Florence Aubenas, a 43-year-old reporter for the French newspaper Liberation, spent the first minutes of her homecoming embracing her family, then spoke to reporters in a strong, firm voice and in obvious good humour. Aubenas’ Iraqi assistant was also freed.

The French journalist said she had been unbound recently and allowed to watch French television. She was moved to see a news ticker counting off her 140th day of captivity. “You’re so happy to see that, when you’re all crouched over on the ground,” she said. “That’s why it was so important to me to thank absolutely everybody here.”

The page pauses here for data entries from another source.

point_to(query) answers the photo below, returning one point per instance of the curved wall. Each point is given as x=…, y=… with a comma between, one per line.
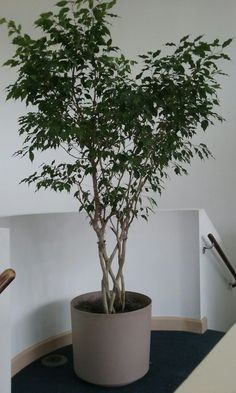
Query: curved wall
x=55, y=258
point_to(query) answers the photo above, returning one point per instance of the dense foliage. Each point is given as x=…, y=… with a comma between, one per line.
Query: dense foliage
x=122, y=132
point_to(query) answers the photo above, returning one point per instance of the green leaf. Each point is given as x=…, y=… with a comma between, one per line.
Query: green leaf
x=62, y=3
x=227, y=42
x=185, y=38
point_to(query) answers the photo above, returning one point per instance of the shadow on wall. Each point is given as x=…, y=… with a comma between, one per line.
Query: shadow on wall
x=42, y=323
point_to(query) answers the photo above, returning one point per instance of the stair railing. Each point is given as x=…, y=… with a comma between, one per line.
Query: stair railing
x=6, y=278
x=221, y=253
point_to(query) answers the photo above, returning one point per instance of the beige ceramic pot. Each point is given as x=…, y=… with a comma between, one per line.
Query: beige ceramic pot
x=111, y=350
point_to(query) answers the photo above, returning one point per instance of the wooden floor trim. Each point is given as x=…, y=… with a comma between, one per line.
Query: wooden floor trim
x=51, y=344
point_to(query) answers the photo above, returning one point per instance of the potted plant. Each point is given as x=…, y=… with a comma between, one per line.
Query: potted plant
x=121, y=133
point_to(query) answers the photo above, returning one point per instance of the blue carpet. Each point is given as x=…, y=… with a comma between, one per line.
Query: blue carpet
x=173, y=356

Aubenas looked relaxed and joked as she answered questions from reporters. One asked, “How do you feel?”

“Much better,” she responded, laughing. She provided no information about the identity of her kidnappers and no details about her release.

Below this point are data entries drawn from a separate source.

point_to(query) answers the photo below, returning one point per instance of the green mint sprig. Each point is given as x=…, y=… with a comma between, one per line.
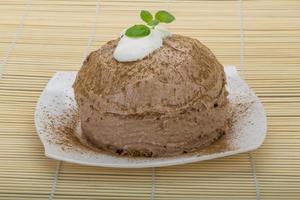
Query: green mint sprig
x=142, y=30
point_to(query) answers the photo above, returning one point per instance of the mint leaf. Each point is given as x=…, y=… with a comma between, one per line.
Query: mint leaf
x=164, y=16
x=137, y=31
x=153, y=22
x=146, y=16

President Jacques Chirac, who was among those to greet Aubenas at an airstrip in Villacoublay, west of Paris, where her plane landed, also gave no details.

Former foreign minister Michel Barnier, who worked on the case until leaving the government this month, said France paid no ransom, and Defence Minister Michele Alliot-Marie thanked officials in the DGSE spy agency.

In Baghdad, Aubenas’ Iraqi assistant Hussein Hanoun al-Saadi received a hero’s welcome – hugs and kisses from more than 60 relatives and friends. A band of trumpets played Arab tunes and a sheep was slaughtered to celebrate his homecoming.

A few hundred supporters celebrated Sunday night at Place de la Republique square in eastern Paris by taking down giant photos of the two captives that had hung there to mobilize support.

Aubenas and her assistant had been missing since Jan. 5 and were last seen leaving her hotel in the Iraqi capital. French officials have never identified the kidnappers, though authorities in both France and Iraq suggested they were probably seeking money rather than pressing a political agenda.

Each day, Liberation and many other media printed a count of how many days Aubenas and her guide had been captive.

The first and last public sign that Aubenas was alive came in a videotape – apparently recorded by her captors – that emerged March 1. She looked pale and pleaded for help.

Many questions remained about her time in captivity. Three Romanian journalists who were held in Iraq for nearly two months said they were kept for 51 days in a cellar alongside Aubenas.

The Romanians were freed May 22 by a group that identified itself as Maadh Bin Jabal. But asked whether she was held with the Romanians at one point, Aubenas responded “no” and did not elaborate.

Liberation’s editorial director Antoine de Gaudemar said he could not explain the discrepancy.